The LVMPD Defendants also argue, without citation, that Article 1, § 8 is the “takings clause” of the Nevada Constitution and is therefore inapplicable. However, while subsection 3 of Article 1, § 8 of the Nevada Constitution is akin to the Takings Clause of the U.S. Constitution, Plaintiff cites to subsection 2, which is akin to the Due Process Clause of the U.S. Constitution. Plaintiff's due process claim under the Nevada Constitution mirrors her claim alleging violation of her rights under the Fourteenth Amendment of the U.S. Constitution.
C. REMAINING CLAIMS
The LVMPD Defendants argue that Plaintiff's negligent hiring, training, and supervision claim should be dismissed under the discretionary act immunity provisions of NRS 41.032. Unlike Wellpath, NRS 41.032 clearly applies to the LVMPD Defendants and case law establishes that the statute bars claims for negligent hiring, training, and supervision. Plank v. Las Vegas Metro. Police Dep't, 2016 WL 1048892, at *8 (D. Nev. Mar. 14, 2016) (collecting cases).

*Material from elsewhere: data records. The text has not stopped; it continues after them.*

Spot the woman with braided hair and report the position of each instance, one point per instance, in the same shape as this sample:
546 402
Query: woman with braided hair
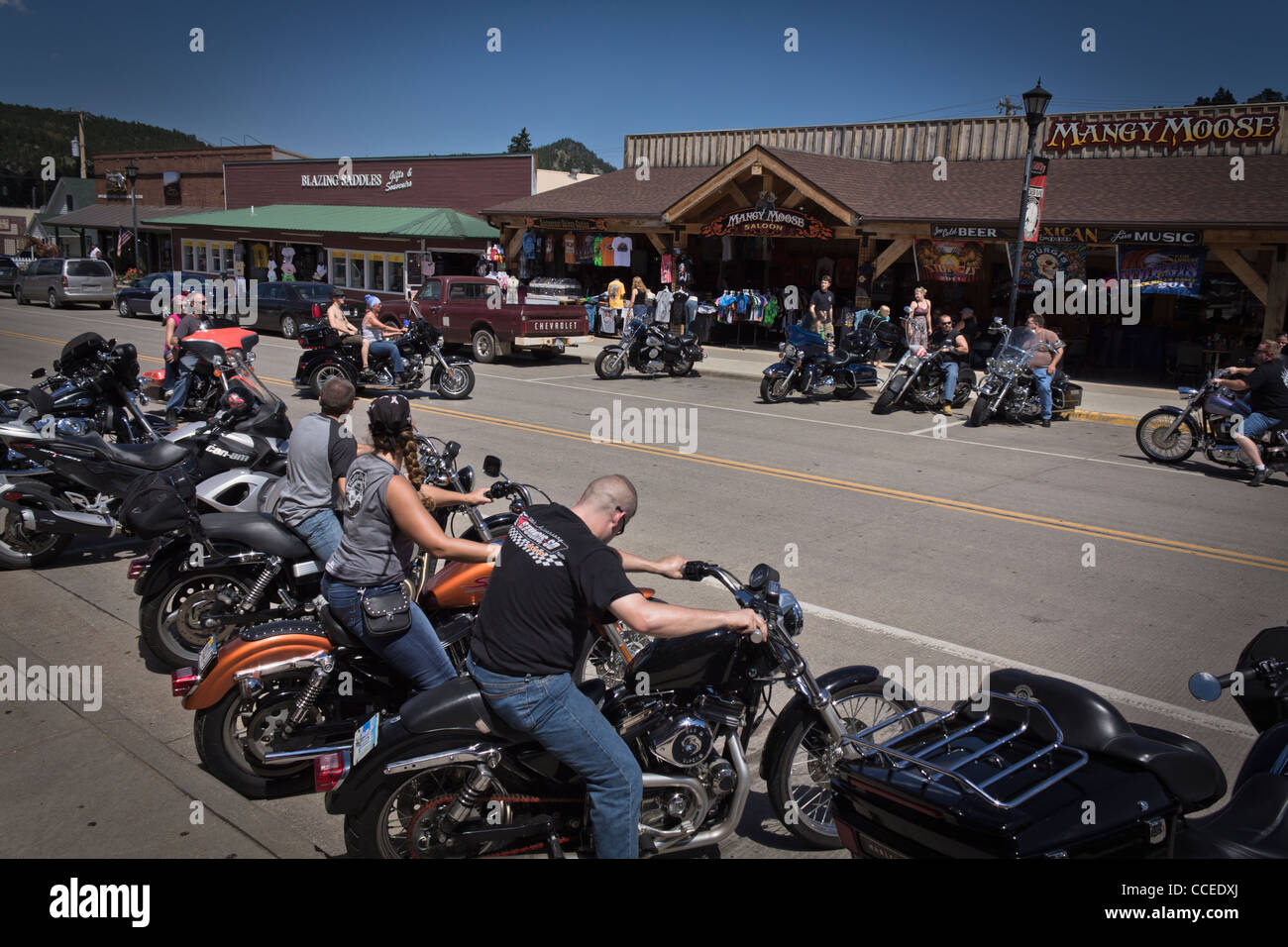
384 517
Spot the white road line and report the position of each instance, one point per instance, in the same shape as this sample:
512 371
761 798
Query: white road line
997 661
1140 467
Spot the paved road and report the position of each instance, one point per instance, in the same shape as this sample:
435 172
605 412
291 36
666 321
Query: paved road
907 539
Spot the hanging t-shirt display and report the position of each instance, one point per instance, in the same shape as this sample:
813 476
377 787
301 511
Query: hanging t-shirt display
622 252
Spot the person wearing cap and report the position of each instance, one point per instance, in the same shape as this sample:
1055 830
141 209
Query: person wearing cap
348 333
194 321
374 330
385 517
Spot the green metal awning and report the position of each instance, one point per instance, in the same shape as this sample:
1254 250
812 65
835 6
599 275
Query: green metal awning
326 218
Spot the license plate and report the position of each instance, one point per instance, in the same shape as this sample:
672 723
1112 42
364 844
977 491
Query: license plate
206 657
875 849
365 738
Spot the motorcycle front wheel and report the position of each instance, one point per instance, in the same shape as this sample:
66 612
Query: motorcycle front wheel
456 382
397 819
610 364
800 783
1153 441
773 389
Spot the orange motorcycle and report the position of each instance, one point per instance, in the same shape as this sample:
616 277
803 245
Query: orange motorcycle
281 693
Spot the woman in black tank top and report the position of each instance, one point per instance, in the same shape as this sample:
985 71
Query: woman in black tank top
378 523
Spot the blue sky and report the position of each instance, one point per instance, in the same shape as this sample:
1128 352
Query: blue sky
373 77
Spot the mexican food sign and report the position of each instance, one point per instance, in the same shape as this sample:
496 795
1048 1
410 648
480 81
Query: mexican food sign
1179 131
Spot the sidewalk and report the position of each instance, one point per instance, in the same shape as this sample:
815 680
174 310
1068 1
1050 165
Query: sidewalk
1100 402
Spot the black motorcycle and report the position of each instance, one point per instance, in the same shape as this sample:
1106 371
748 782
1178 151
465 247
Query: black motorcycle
807 368
97 381
651 350
421 348
918 379
449 779
245 569
1009 388
1046 768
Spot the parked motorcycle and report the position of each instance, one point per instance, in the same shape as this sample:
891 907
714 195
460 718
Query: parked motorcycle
651 350
94 380
1019 777
1009 386
421 347
449 779
918 379
246 569
1171 434
807 368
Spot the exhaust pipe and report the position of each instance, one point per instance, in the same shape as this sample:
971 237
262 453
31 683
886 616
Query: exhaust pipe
63 521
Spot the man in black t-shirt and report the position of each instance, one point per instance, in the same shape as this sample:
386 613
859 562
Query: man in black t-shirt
820 309
1267 393
554 571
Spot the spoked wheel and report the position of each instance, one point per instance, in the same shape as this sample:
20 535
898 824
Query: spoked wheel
399 819
233 736
800 785
323 373
172 621
601 659
24 549
458 381
773 389
610 364
1154 441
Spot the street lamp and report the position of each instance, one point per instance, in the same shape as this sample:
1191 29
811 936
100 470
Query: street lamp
132 174
1035 101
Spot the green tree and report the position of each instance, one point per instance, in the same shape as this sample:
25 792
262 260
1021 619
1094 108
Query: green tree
1223 97
520 144
1266 94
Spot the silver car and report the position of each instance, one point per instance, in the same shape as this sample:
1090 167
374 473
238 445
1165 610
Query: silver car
65 279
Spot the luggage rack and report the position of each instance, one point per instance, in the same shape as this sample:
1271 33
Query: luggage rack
1063 759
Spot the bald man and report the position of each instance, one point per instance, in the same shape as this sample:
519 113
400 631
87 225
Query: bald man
555 567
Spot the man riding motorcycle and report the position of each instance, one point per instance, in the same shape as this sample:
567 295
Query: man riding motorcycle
554 566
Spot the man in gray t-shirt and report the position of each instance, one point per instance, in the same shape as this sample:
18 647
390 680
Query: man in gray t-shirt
317 460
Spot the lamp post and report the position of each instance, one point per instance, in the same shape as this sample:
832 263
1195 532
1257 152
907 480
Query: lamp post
1035 101
132 174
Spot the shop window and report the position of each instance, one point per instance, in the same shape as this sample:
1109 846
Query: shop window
395 273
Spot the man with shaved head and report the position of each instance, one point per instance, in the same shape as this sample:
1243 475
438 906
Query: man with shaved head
554 571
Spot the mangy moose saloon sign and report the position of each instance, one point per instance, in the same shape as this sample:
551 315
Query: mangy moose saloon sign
767 222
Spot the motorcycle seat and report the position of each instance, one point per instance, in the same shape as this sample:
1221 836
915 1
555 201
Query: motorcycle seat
1252 825
156 455
1091 723
258 531
456 705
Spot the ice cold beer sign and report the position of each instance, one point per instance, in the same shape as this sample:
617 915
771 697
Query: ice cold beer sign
1162 132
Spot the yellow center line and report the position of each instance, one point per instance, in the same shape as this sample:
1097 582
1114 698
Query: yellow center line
835 483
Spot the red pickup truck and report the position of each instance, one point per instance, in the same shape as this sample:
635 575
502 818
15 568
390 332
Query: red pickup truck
472 311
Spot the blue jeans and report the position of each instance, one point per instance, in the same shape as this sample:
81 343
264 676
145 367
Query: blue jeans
1042 376
951 369
571 728
322 531
386 348
180 386
417 655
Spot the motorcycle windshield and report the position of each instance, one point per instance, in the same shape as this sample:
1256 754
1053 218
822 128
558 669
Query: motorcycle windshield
799 337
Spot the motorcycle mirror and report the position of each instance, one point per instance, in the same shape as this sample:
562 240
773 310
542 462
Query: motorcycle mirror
1205 686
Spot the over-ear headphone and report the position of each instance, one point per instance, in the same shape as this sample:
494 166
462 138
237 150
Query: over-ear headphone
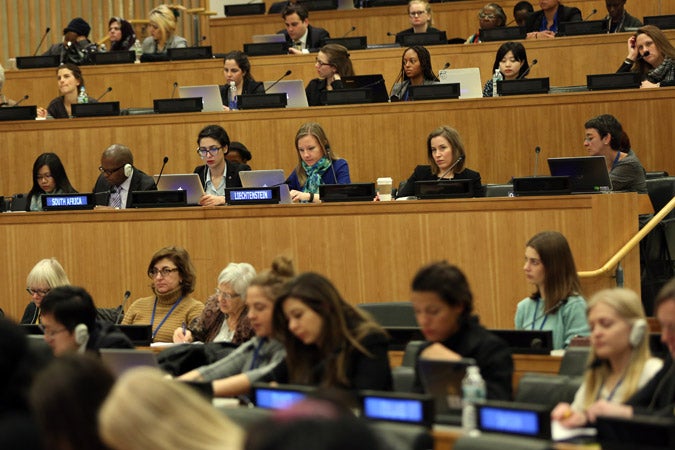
81 333
637 332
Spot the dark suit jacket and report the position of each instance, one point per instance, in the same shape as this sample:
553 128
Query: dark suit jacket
140 181
231 179
565 14
315 37
423 173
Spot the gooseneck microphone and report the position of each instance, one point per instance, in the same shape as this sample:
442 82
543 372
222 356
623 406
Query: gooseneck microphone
288 72
42 40
105 93
127 294
527 72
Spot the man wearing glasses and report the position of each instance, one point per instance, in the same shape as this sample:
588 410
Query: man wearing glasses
119 177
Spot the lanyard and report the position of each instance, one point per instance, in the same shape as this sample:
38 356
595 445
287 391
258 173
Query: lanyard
152 319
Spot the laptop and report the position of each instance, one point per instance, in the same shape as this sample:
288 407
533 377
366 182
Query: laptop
294 90
443 380
468 79
267 178
588 174
210 94
188 182
121 360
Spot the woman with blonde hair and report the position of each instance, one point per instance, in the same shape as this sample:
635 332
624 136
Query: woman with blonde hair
620 362
162 28
317 164
146 410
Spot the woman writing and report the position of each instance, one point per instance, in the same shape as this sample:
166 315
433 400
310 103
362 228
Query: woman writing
415 71
620 362
329 343
651 54
49 177
556 304
332 63
173 280
317 164
447 159
224 316
511 60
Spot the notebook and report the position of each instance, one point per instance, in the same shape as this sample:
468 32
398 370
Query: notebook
468 79
121 360
294 90
210 94
588 174
188 182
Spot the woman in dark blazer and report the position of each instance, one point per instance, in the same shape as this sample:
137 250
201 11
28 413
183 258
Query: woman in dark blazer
447 159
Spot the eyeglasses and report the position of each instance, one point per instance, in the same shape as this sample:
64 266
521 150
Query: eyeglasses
38 292
211 151
109 171
49 333
226 295
164 271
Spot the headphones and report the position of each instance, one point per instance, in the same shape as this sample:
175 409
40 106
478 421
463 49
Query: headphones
637 332
81 333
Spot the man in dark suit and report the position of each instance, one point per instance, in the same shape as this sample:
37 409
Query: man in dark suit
119 177
300 35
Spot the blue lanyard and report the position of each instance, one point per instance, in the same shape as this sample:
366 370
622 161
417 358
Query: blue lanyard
152 319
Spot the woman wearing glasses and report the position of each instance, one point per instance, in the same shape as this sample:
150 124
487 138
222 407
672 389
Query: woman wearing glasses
224 317
217 173
491 16
43 277
332 63
173 280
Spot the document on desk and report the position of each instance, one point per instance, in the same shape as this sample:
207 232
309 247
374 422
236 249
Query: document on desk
561 433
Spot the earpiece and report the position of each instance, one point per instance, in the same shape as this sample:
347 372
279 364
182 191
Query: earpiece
637 332
81 334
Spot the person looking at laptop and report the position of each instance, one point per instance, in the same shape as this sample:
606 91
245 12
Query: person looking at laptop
237 68
620 362
443 306
317 164
119 177
69 322
332 63
556 303
447 159
511 60
218 173
604 135
300 35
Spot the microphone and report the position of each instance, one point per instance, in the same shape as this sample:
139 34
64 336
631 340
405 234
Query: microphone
42 40
592 12
127 294
526 73
25 97
350 30
164 161
288 72
537 150
104 94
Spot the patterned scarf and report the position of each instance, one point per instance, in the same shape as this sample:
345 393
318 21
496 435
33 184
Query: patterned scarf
314 174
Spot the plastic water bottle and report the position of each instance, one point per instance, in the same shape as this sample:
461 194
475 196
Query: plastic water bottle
473 391
138 49
232 96
82 97
497 76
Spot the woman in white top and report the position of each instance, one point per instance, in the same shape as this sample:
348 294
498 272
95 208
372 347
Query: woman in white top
620 362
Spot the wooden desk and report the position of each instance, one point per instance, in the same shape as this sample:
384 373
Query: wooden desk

The LVMPD Defendants' motion to dismiss this claim against them is granted without leave to amend.
Finally, the LVMPD Defendants move to dismiss the concert of action claim, but provide no argument or explanation regarding this claim. The Court will not dismiss this claim at this time.
IV. CONCLUSION
Wellpath's motion to dismiss (ECF No. 7) is granted with leave to amend as to the negligent hiring, training, supervision, and retention claim, and is denied in all other aspects.
The LVMPD Defendants' motion to dismiss (ECF No. 14) is granted without leave to amend as to the claims against Sheriff Lombardo, as to Plaintiff's first and second causes of action (§ 1983) against LVMPD, CCDC, and Wellpath, and as to the negligent hiring, training, supervision, and retention claim, and is denied in all other aspects.